This sequential property is enormously practical. You don't need to retrain from scratch every time new data arrives -- you just update your posterior. For applications like A/B testing, clinical trials, or sensor fusion, this is exactly the behavior you want.
Bayesian inference from scratch: estimating a distribution's mean
Let's build something more directly connected to ML. Suppose you're measuring the weight of a product coming off a manufacturing line, and you want to estimate the true mean weight. A frequentist would compute the sample mean and a confidence interval. A Bayesian starts with a prior belief about the mean and updates it with each measurement:
def bayesian_mean_estimation(data, prior_mean=0, prior_var=100,
noise_var=1.0):
"""Bayesian estimation of a Gaussian mean with known variance.

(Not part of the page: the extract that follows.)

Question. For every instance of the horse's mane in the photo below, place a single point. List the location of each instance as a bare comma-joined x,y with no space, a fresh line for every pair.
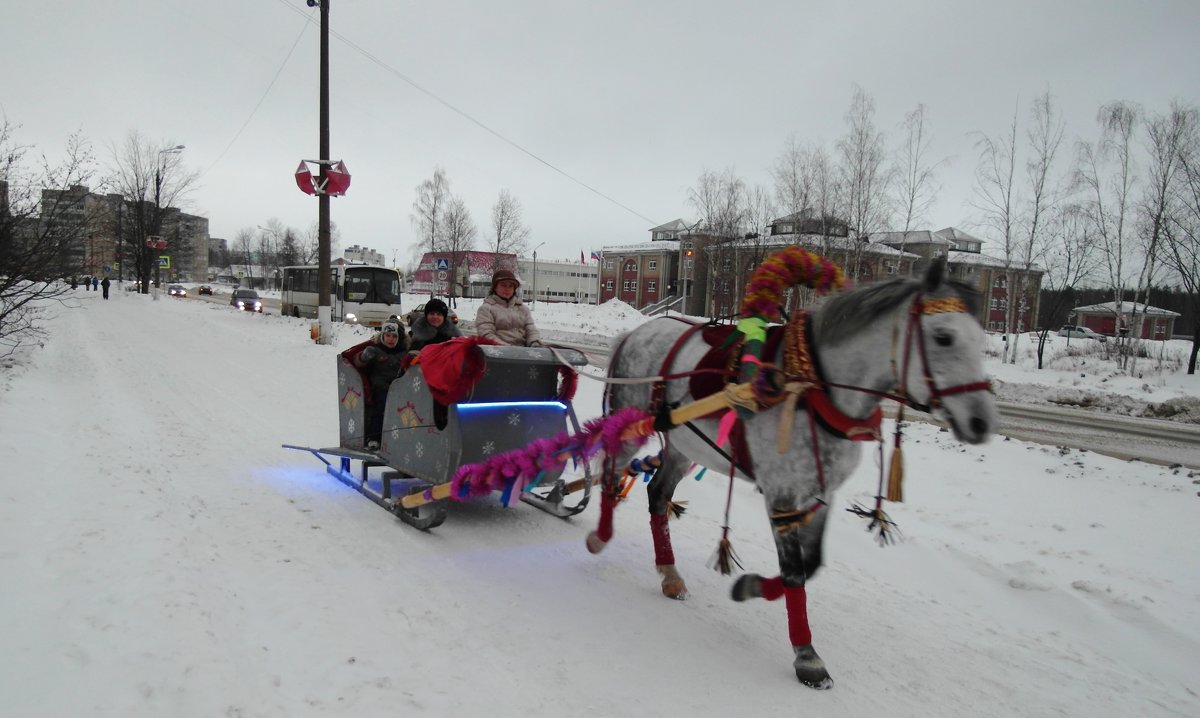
847,313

This is the 'hello world' of Bayesian inference."""
mu = prior_mean
var = prior_var
print(f"Prior: mean = {mu:.2f}, std = {np.sqrt(var):.2f}")
print(f"Noise variance (known): {noise_var}")

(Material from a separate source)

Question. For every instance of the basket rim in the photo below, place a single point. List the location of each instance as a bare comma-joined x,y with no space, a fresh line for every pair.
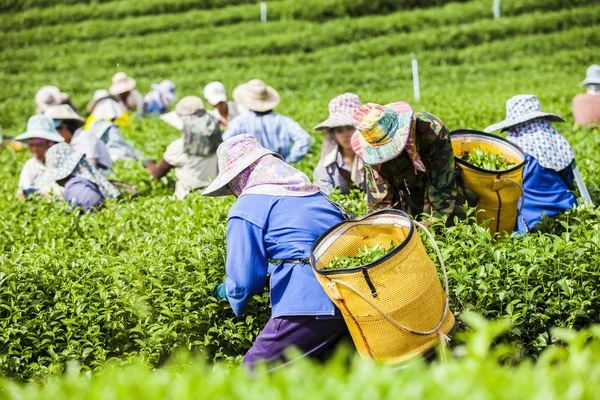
472,132
366,266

print(f"\n{'n':>4s} {'Obs':>6s} {'Post mean':>10s} "
f"{'Post std':>9s} {'95% CI':>18s}")
print("-" * 52)
for i, x in enumerate(data, 1):
# Bayesian update for Gaussian with known variance
# Posterior precision = prior precision + data precision
prec_prior = 1.0 / var
prec_data = 1.0 / noise_var
prec_post = prec_prior + prec_data
# Posterior mean = weighted average of prior mean and data
mu = (prec_prior * mu + prec_data * x) / prec_post
var = 1.0 / prec_post
std = np.sqrt(var)
ci_low = mu - 1.96 * std
ci_high = mu + 1.96 * std
if i <= 5 or i % 10 == 0 or i == len(data):
print(f"{i:>4d} {x:>6.2f} {mu:>10.4f} "
f"{std:>9.4f} [{ci_low:.3f}, {ci_high:.3f}]")
return mu, var
# Generate measurements of a product (true weight = 5.2 kg)
np.random.seed(42)
true_weight = 5.2
measurements = np.random.normal(true_weight, 1.0, 50)
print("Bayesian mean estimation -- product weight")
print(f"True weight: {true_weight} kg\n")
final_mean, final_var = bayesian_mean_estimation(
measurements, prior_mean=0, prior_var=100, noise_var=1.0
)
print(f"\nFinal estimate: {final_mean:.3f} +/- {np.sqrt(final_var):.3f}")
print(f"Sample mean: {measurements.mean():.3f}")
print(f"(They converge because the prior was weak)")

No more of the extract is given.